Fig. 5. Modulation of splenic microenvironment.

Fig. 5

At the end of the experiment, mice were sacrificed and the spleens were excised. Various cytokines responsible for splenic immunity were analysed by ELISA: IFN-γ (a), IL-4 (b), and IL-2 (d) levels (mean ± 95% CI, n = 4). c The ratio of Th1 vs Th2 was analysed by calculating IFN-γ/IL-4 (mean ± 95% CI, n = 4). e PD-L1 and FoxP3 level was evaluated by performing Western blot of spleen lysate. Left panel shows representative Western blot images and the graph in the right panel shows the expression of PD-L1 and FoxP3 in Ponatinib treated group relative to control group (mean ± 95% CI, n = 3). f FoxP3 expression in serum was analysed by Western blot, left panel shows the representative Western blot image, while the graph in right panel shows the relative expression of PD-L1 in treated group (mean ± 95% CI, n = 3).

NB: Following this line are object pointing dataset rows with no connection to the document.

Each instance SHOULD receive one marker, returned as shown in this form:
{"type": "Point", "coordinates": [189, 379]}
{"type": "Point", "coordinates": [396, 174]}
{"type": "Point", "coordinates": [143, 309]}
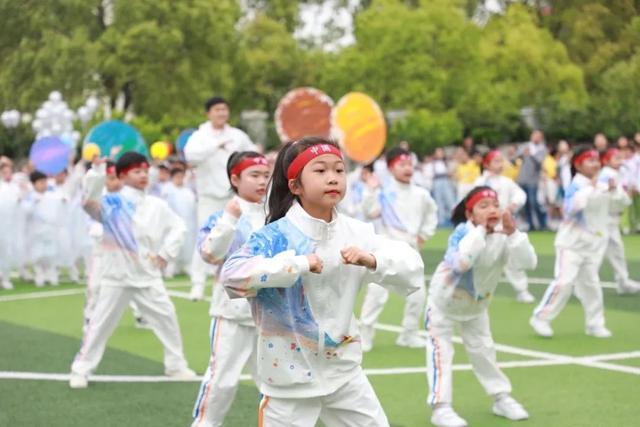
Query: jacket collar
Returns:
{"type": "Point", "coordinates": [132, 194]}
{"type": "Point", "coordinates": [315, 228]}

Unpaired t test was performed for statistical analysis (****P < 0.0001, ***P < 0.0005, **P < 0.005, *P < 0.05).

Further to analyse that Ponatinib affect the systemic PD-L1 expression, we evaluated the PD-L1 expression in spleen. Western blot data showed that PD-L1 is significantly decreased in spleen of mice treated with Ponatinib compared to control group (Unpaired t test, P < 0.005) (Fig. 5e). Similar to tumour, FoxP3 levels in spleen indicate the activity of Tregs which limit the antitumour immunity by diminishing the CD8 T cell activity [33]. Western blot analysis of spleen lysate showed that Ponatinib inhibited the FoxP3 expression in spleen (Fig. 5e).

Several studies showed that presence of soluble PD-L1 in human serum released from PD-L1-positive cells and immune cells and increased serum PD-L1 levels is known for poor treatment responses in cancer patients [34]. Hence we determined the PD-L1 level in serum and a significant decrease in serum PD-L1 level was observed in the mice treated with Ponatinib when compared to control (P < 0.001, Ponatinib treated group vs control group, n = 3) (Fig. 5f). This data clearly demonstrated that Ponatinib can lower the expression of cell surface and soluble PD-L1 as well.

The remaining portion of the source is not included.